Are there any other reliable options out there that don't cost more than my first house?
For smaller or cost-conscious deployments these days I’d definitely be doing virtual. There are a lot of nice benefits. I like that if your hardware fails you can swing stuff over to a different box without buying two copies of the software. There are some restrictions on that of course, but, in many cases you can make it work well. At least one vendor does network-wide subscriber licensing for virtual, which is nice - others may well do as well.
People have suggested the vSR. Also look at the vMX from Juniper. I’ve done testing with it, it works great. Runs on KVM or VMWare. I’ve tested the latter but I’m sure KVM works fine too. You can get a 60 day fully featured trial from their site to have a play with.
Cisco ASR1000v (and ASR1000 hardware) are a bit naff as you cannot do ambiguous q-in-q for both inner and outer tags. You can either do ambiguous inner, OR outer, but not both at the same time. Every other serious BNG I’m aware of does this fine. You can work around it by pre-configuring all the outer VLANs you expect to see on every interface, but man that sucks.
I dunno what the cost of an ASR9001s is (the s is not plural, it is the half-sized version of the ASR9001) but if you want hardware Cisco, do that. Get a strong understanding of the protocols you run though, as you’ll have to defend your CPEs'/network's implementation etc. to Cisco TAC at some point when it breaks.

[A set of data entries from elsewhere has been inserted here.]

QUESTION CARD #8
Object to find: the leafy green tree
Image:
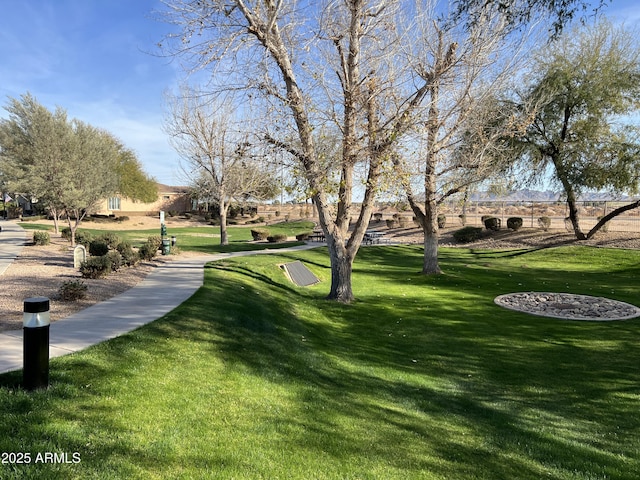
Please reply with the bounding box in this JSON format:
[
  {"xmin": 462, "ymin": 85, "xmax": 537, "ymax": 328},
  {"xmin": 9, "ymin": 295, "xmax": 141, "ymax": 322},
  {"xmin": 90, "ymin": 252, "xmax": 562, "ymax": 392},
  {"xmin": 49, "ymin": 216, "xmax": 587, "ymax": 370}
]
[
  {"xmin": 0, "ymin": 94, "xmax": 156, "ymax": 244},
  {"xmin": 508, "ymin": 21, "xmax": 640, "ymax": 240},
  {"xmin": 0, "ymin": 93, "xmax": 73, "ymax": 233}
]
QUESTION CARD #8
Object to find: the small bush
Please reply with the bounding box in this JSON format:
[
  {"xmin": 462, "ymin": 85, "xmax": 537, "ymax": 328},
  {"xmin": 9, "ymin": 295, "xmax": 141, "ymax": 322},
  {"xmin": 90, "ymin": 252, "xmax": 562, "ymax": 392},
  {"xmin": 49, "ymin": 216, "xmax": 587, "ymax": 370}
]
[
  {"xmin": 74, "ymin": 230, "xmax": 93, "ymax": 248},
  {"xmin": 89, "ymin": 239, "xmax": 109, "ymax": 257},
  {"xmin": 251, "ymin": 228, "xmax": 269, "ymax": 242},
  {"xmin": 80, "ymin": 255, "xmax": 111, "ymax": 279},
  {"xmin": 33, "ymin": 232, "xmax": 51, "ymax": 245},
  {"xmin": 138, "ymin": 236, "xmax": 162, "ymax": 260},
  {"xmin": 98, "ymin": 232, "xmax": 120, "ymax": 248},
  {"xmin": 105, "ymin": 250, "xmax": 122, "ymax": 272},
  {"xmin": 147, "ymin": 235, "xmax": 162, "ymax": 250},
  {"xmin": 267, "ymin": 233, "xmax": 287, "ymax": 243},
  {"xmin": 507, "ymin": 217, "xmax": 522, "ymax": 232},
  {"xmin": 116, "ymin": 242, "xmax": 140, "ymax": 267},
  {"xmin": 483, "ymin": 217, "xmax": 502, "ymax": 232},
  {"xmin": 453, "ymin": 226, "xmax": 482, "ymax": 243},
  {"xmin": 538, "ymin": 217, "xmax": 551, "ymax": 232},
  {"xmin": 58, "ymin": 280, "xmax": 87, "ymax": 302},
  {"xmin": 598, "ymin": 215, "xmax": 609, "ymax": 233}
]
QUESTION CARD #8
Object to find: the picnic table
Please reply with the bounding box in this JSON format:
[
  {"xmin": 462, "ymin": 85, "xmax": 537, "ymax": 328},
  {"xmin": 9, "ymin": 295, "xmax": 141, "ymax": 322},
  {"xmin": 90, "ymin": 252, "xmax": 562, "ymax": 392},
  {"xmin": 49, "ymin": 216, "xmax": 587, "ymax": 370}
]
[
  {"xmin": 309, "ymin": 232, "xmax": 325, "ymax": 242},
  {"xmin": 364, "ymin": 230, "xmax": 384, "ymax": 245}
]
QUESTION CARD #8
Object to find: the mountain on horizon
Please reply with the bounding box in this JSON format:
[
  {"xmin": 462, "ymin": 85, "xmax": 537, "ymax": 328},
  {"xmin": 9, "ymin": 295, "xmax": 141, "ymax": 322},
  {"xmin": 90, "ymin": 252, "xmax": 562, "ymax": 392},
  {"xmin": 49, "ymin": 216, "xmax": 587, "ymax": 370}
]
[{"xmin": 470, "ymin": 188, "xmax": 633, "ymax": 202}]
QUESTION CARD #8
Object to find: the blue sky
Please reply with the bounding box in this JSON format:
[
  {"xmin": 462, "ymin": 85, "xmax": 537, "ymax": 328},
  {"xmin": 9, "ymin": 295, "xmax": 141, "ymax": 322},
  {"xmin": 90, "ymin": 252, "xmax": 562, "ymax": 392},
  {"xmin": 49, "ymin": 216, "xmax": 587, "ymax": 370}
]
[{"xmin": 0, "ymin": 0, "xmax": 640, "ymax": 185}]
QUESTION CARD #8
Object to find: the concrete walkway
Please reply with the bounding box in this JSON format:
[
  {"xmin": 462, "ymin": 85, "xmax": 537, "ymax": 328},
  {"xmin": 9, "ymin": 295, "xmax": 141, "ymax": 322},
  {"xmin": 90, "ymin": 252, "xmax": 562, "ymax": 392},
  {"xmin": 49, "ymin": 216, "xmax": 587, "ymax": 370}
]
[
  {"xmin": 0, "ymin": 220, "xmax": 27, "ymax": 275},
  {"xmin": 0, "ymin": 222, "xmax": 315, "ymax": 373}
]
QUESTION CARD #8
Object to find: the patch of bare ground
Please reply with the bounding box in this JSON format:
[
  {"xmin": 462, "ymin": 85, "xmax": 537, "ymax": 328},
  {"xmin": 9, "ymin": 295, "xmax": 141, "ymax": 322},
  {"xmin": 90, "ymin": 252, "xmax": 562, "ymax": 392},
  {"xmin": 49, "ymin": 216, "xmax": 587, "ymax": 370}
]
[
  {"xmin": 0, "ymin": 217, "xmax": 640, "ymax": 331},
  {"xmin": 378, "ymin": 227, "xmax": 640, "ymax": 249},
  {"xmin": 0, "ymin": 234, "xmax": 185, "ymax": 331}
]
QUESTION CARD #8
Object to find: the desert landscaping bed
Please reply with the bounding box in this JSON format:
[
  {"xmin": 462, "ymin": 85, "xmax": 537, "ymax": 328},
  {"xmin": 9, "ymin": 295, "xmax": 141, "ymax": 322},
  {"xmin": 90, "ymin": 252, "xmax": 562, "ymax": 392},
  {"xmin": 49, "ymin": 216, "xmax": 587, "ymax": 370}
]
[{"xmin": 0, "ymin": 217, "xmax": 640, "ymax": 331}]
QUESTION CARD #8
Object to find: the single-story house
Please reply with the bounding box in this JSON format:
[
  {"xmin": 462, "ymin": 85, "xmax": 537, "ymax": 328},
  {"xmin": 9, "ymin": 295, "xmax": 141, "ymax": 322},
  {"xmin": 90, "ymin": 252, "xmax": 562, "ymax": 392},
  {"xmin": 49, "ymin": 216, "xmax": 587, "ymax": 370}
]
[{"xmin": 96, "ymin": 183, "xmax": 193, "ymax": 216}]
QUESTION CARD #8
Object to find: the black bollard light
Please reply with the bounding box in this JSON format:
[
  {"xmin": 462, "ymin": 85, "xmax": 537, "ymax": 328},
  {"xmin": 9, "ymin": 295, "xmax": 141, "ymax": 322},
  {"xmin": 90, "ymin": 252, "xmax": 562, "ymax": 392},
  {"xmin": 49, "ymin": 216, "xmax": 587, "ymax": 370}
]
[{"xmin": 22, "ymin": 297, "xmax": 51, "ymax": 390}]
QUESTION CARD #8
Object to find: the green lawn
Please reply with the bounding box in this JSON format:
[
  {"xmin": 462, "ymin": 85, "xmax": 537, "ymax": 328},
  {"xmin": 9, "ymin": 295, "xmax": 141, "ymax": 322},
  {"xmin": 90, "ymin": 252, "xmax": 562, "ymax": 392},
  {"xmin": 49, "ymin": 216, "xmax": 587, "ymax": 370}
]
[
  {"xmin": 20, "ymin": 221, "xmax": 314, "ymax": 253},
  {"xmin": 0, "ymin": 246, "xmax": 640, "ymax": 480}
]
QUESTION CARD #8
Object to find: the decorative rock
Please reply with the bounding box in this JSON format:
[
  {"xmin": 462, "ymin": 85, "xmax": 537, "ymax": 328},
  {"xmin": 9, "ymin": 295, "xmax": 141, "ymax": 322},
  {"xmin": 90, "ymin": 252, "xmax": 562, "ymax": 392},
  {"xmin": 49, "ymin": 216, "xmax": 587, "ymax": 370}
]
[{"xmin": 494, "ymin": 292, "xmax": 640, "ymax": 321}]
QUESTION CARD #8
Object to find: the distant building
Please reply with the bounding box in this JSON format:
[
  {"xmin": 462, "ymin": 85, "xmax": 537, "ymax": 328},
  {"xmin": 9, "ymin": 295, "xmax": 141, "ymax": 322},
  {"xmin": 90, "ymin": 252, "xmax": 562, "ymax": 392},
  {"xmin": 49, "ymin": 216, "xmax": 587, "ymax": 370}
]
[{"xmin": 96, "ymin": 183, "xmax": 193, "ymax": 216}]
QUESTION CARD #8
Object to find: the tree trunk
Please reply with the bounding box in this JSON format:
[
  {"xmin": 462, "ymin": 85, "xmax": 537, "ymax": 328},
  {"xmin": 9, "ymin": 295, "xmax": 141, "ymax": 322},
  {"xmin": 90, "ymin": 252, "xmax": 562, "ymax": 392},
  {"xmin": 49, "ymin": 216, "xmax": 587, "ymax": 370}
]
[
  {"xmin": 219, "ymin": 201, "xmax": 229, "ymax": 245},
  {"xmin": 567, "ymin": 187, "xmax": 587, "ymax": 240},
  {"xmin": 327, "ymin": 237, "xmax": 354, "ymax": 303},
  {"xmin": 422, "ymin": 198, "xmax": 442, "ymax": 275},
  {"xmin": 50, "ymin": 208, "xmax": 60, "ymax": 235},
  {"xmin": 551, "ymin": 154, "xmax": 587, "ymax": 240}
]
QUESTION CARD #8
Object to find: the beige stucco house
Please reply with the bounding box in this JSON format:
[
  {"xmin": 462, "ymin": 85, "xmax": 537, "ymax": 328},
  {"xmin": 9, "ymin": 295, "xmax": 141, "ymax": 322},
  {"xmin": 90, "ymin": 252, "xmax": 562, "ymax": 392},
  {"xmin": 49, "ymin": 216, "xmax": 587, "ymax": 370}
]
[{"xmin": 96, "ymin": 183, "xmax": 193, "ymax": 216}]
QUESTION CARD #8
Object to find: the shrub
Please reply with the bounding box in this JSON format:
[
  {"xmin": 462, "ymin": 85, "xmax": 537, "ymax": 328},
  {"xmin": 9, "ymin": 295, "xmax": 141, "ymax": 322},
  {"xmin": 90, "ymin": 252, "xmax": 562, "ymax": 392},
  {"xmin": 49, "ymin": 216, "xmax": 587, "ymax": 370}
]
[
  {"xmin": 116, "ymin": 242, "xmax": 140, "ymax": 267},
  {"xmin": 98, "ymin": 232, "xmax": 120, "ymax": 248},
  {"xmin": 80, "ymin": 255, "xmax": 111, "ymax": 278},
  {"xmin": 251, "ymin": 228, "xmax": 269, "ymax": 241},
  {"xmin": 74, "ymin": 230, "xmax": 93, "ymax": 247},
  {"xmin": 58, "ymin": 280, "xmax": 87, "ymax": 302},
  {"xmin": 33, "ymin": 232, "xmax": 51, "ymax": 245},
  {"xmin": 598, "ymin": 215, "xmax": 609, "ymax": 233},
  {"xmin": 105, "ymin": 250, "xmax": 122, "ymax": 272},
  {"xmin": 138, "ymin": 236, "xmax": 162, "ymax": 260},
  {"xmin": 453, "ymin": 226, "xmax": 482, "ymax": 243},
  {"xmin": 89, "ymin": 239, "xmax": 109, "ymax": 257},
  {"xmin": 484, "ymin": 217, "xmax": 502, "ymax": 232},
  {"xmin": 147, "ymin": 235, "xmax": 162, "ymax": 251},
  {"xmin": 267, "ymin": 233, "xmax": 287, "ymax": 243},
  {"xmin": 507, "ymin": 217, "xmax": 522, "ymax": 232},
  {"xmin": 538, "ymin": 217, "xmax": 551, "ymax": 232}
]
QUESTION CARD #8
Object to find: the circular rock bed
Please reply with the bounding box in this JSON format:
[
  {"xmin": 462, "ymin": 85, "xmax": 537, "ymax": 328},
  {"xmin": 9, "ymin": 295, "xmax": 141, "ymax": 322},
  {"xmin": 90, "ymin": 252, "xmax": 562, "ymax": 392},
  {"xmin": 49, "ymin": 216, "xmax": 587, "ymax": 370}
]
[{"xmin": 494, "ymin": 292, "xmax": 640, "ymax": 322}]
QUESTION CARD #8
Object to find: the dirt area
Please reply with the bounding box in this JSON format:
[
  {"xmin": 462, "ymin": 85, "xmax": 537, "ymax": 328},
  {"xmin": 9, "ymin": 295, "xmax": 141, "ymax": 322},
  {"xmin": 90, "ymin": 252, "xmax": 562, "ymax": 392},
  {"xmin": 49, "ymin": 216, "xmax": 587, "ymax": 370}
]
[
  {"xmin": 0, "ymin": 217, "xmax": 202, "ymax": 331},
  {"xmin": 0, "ymin": 217, "xmax": 640, "ymax": 331}
]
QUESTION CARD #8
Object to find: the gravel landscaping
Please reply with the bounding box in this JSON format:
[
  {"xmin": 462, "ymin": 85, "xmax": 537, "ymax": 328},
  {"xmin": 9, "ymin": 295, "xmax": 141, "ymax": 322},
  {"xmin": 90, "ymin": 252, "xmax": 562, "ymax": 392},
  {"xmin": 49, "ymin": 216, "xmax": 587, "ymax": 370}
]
[{"xmin": 0, "ymin": 217, "xmax": 640, "ymax": 331}]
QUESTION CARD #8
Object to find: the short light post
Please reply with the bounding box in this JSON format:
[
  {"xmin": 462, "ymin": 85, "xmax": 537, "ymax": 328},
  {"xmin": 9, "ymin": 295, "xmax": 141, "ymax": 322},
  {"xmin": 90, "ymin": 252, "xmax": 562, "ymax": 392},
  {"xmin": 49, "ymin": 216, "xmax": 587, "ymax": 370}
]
[{"xmin": 22, "ymin": 297, "xmax": 51, "ymax": 390}]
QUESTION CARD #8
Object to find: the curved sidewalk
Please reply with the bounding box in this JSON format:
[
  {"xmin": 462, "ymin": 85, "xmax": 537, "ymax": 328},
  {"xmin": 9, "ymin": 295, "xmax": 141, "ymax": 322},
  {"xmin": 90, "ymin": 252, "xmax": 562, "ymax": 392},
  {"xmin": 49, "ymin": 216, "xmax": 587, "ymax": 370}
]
[{"xmin": 0, "ymin": 227, "xmax": 313, "ymax": 373}]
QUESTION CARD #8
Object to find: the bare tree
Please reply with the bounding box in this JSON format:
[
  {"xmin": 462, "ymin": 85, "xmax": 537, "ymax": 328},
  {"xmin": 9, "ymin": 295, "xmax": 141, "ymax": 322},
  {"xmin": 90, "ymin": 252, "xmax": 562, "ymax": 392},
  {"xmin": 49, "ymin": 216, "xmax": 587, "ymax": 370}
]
[
  {"xmin": 165, "ymin": 87, "xmax": 273, "ymax": 245},
  {"xmin": 156, "ymin": 0, "xmax": 579, "ymax": 302},
  {"xmin": 158, "ymin": 0, "xmax": 440, "ymax": 302},
  {"xmin": 393, "ymin": 5, "xmax": 527, "ymax": 274}
]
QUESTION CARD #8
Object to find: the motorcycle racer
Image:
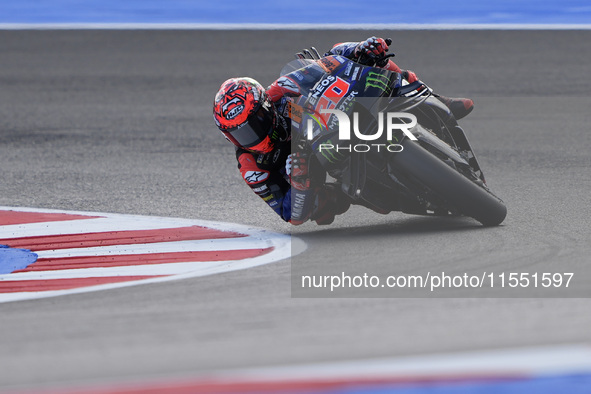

I’ve not played with IOS-XRv (Cisco’s vMX/vSR equivalent). I seem to remember they can’t do BNG on it yet though? I maybe be wrong/out of date on that. Last I checked (earlier this year) Cisco were pushing ASR1000v for BNG, anyway.
Whatever you do though, test the performance with your access provider - get some regulated UFB100 circuits from Chorus and make sure the scheduler resolution is good enough to drive it at the full speed - or make sure all your circuits are the modern ones.